Colombian national government official

The General Director of Administrative Department of the Presidency (General Director of DAPRE) is in charge of overseeing, managing, and executing the administrative tasks related to the presidency of Colombia, while also ensuring the effective implementation of government policies.
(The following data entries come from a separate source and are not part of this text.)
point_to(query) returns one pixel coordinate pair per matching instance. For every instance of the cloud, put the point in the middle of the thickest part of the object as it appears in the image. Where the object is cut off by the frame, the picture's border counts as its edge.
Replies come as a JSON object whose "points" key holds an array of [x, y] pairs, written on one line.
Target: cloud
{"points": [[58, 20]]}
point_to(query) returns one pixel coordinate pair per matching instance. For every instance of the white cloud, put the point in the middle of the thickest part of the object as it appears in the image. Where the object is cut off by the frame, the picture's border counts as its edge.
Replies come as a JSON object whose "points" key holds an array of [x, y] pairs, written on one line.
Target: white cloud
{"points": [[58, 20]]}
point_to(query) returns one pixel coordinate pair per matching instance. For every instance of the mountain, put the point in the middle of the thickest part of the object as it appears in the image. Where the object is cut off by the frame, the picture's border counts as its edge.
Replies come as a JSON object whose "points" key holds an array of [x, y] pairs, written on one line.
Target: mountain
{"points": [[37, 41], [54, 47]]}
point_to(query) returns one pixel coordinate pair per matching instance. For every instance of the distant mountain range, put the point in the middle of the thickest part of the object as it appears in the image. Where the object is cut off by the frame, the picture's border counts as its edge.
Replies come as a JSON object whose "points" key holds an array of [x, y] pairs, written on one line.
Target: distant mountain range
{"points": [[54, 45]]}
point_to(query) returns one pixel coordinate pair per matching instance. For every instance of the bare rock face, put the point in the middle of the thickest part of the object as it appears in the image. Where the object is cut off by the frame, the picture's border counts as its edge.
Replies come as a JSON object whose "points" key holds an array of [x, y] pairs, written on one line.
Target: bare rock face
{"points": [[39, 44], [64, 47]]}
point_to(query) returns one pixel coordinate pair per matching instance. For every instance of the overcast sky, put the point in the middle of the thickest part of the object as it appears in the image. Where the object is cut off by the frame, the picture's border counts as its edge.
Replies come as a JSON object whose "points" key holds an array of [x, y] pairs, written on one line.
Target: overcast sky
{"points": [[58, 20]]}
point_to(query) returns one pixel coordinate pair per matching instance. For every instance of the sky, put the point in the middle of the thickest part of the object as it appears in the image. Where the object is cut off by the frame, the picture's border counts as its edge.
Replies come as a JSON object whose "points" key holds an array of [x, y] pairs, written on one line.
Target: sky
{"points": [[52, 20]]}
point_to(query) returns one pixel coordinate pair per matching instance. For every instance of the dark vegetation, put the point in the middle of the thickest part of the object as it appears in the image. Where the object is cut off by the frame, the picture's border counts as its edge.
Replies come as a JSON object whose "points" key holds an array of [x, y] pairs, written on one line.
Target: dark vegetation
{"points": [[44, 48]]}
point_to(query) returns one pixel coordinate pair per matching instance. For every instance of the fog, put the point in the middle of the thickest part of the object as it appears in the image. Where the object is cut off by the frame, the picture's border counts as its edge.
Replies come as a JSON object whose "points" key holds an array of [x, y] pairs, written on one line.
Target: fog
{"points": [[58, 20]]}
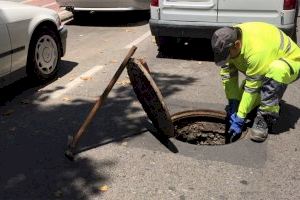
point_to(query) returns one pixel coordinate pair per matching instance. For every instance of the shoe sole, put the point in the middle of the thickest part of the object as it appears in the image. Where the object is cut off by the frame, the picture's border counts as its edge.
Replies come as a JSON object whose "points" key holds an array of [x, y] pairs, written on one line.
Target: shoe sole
{"points": [[256, 138]]}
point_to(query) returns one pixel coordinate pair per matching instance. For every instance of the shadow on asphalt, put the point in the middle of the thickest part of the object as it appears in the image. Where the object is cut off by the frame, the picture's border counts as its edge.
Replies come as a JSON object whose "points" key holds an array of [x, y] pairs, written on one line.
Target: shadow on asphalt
{"points": [[188, 49], [25, 85], [34, 137], [111, 19], [289, 116]]}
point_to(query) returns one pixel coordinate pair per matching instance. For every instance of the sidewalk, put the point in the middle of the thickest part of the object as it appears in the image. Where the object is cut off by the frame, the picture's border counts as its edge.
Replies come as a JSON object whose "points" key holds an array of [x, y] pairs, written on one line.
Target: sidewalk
{"points": [[51, 4]]}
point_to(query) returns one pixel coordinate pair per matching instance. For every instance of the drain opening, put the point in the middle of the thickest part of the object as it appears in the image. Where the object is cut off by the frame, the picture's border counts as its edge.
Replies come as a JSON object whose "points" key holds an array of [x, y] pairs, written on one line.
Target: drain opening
{"points": [[200, 129]]}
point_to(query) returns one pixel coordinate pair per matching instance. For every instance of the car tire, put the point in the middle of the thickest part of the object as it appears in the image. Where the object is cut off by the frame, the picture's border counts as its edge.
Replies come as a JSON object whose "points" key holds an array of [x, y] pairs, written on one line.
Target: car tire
{"points": [[44, 55]]}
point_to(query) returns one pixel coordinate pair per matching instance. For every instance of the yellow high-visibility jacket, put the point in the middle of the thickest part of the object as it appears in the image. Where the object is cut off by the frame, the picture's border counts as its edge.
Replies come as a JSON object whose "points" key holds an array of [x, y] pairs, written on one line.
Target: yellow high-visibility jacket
{"points": [[262, 44]]}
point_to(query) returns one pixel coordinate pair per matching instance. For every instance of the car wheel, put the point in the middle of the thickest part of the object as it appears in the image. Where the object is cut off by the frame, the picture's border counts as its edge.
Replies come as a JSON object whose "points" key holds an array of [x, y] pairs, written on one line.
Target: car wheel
{"points": [[44, 54], [163, 42]]}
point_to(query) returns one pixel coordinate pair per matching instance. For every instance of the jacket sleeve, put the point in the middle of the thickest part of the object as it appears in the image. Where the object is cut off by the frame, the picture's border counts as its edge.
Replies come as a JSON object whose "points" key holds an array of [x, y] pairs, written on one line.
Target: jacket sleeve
{"points": [[229, 75], [252, 87]]}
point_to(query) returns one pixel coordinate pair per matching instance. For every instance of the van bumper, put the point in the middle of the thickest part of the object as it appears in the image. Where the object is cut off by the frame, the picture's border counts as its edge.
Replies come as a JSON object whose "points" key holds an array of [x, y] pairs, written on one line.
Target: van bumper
{"points": [[194, 29]]}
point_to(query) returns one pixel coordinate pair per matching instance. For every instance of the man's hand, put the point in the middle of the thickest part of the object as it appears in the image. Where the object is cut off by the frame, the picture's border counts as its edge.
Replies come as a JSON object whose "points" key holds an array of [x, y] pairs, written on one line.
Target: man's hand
{"points": [[232, 107], [236, 126]]}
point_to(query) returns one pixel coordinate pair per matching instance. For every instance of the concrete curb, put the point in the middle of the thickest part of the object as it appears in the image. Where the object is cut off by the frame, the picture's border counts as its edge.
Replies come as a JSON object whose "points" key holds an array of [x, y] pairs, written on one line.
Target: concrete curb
{"points": [[65, 15]]}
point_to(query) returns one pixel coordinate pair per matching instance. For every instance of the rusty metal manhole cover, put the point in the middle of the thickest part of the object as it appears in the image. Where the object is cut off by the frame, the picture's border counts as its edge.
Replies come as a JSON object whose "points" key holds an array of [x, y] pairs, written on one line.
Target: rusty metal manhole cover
{"points": [[150, 97]]}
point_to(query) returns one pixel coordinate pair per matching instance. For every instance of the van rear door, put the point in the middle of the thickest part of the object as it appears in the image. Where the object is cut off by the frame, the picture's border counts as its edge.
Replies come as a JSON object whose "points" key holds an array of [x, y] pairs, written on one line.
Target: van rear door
{"points": [[189, 10], [251, 10]]}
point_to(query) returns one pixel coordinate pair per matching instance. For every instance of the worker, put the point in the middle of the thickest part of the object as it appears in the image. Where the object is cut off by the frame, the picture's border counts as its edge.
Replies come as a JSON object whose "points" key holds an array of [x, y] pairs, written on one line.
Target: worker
{"points": [[269, 59]]}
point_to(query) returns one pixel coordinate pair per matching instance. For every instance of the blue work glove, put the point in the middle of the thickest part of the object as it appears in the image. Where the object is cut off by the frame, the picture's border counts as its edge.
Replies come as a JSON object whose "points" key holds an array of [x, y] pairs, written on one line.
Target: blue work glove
{"points": [[236, 126], [232, 107]]}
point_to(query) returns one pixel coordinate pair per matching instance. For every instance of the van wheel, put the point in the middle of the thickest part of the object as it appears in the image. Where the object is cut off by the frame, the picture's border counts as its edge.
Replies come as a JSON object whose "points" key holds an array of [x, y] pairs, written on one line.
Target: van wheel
{"points": [[44, 55], [163, 42]]}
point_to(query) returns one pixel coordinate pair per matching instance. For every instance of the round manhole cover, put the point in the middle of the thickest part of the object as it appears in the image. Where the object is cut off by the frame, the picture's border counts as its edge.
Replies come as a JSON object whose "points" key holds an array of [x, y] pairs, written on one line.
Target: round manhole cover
{"points": [[150, 97], [201, 127]]}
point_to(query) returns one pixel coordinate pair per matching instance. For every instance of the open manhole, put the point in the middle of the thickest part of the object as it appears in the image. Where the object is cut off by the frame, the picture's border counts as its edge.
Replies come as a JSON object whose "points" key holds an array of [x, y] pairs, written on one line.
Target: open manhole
{"points": [[201, 127], [198, 127]]}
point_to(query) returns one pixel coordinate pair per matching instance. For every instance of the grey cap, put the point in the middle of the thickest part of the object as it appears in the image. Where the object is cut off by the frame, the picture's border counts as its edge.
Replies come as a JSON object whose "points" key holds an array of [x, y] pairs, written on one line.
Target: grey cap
{"points": [[221, 41]]}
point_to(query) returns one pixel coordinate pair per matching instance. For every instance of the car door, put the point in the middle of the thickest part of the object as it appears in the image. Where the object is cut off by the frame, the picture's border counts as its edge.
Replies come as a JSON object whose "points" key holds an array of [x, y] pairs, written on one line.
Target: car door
{"points": [[5, 48], [189, 10], [237, 11]]}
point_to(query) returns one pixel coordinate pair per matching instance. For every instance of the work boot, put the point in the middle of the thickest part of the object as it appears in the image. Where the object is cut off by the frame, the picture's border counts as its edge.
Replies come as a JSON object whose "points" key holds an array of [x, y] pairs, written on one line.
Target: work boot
{"points": [[260, 128]]}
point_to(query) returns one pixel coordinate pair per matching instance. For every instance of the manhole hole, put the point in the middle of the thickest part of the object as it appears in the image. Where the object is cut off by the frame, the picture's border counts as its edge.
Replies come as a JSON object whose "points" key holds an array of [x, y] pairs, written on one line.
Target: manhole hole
{"points": [[201, 127]]}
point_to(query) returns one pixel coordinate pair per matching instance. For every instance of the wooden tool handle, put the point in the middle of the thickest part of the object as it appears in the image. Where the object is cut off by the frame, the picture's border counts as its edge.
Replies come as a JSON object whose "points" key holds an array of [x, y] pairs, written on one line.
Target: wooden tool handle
{"points": [[101, 99]]}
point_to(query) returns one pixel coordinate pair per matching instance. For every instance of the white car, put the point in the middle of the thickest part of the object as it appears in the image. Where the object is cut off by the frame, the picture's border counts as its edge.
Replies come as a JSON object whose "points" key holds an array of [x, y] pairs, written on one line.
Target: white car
{"points": [[104, 5], [173, 19], [32, 41]]}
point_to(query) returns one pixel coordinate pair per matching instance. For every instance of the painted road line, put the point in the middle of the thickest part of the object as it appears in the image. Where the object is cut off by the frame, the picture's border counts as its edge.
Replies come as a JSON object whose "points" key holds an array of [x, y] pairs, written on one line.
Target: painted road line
{"points": [[77, 81], [49, 4], [26, 1], [137, 41]]}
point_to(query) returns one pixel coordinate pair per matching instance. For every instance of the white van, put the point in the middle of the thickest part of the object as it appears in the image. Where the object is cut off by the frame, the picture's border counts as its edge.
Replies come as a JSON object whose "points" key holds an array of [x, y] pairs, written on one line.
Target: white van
{"points": [[200, 18]]}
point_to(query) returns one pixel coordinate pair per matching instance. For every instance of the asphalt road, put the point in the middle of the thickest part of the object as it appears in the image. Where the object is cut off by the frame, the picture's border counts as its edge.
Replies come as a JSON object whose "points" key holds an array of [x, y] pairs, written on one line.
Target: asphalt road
{"points": [[118, 151]]}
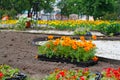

In this role, the General Director leads the coordination between the Presidency and other state institutions, as well as civil society, and provides support to the President in fulfilling both constitutional and administrative duties.

== List ==
=== List of general secretaries of the presidency ===
From its founding in 1898 until 2014, the highest position within the Administrative Department of the Presidency of the Republic was that of General Secretary of the Presidency, which changed its name in 2014 during the administration of Juan Manuel Santos.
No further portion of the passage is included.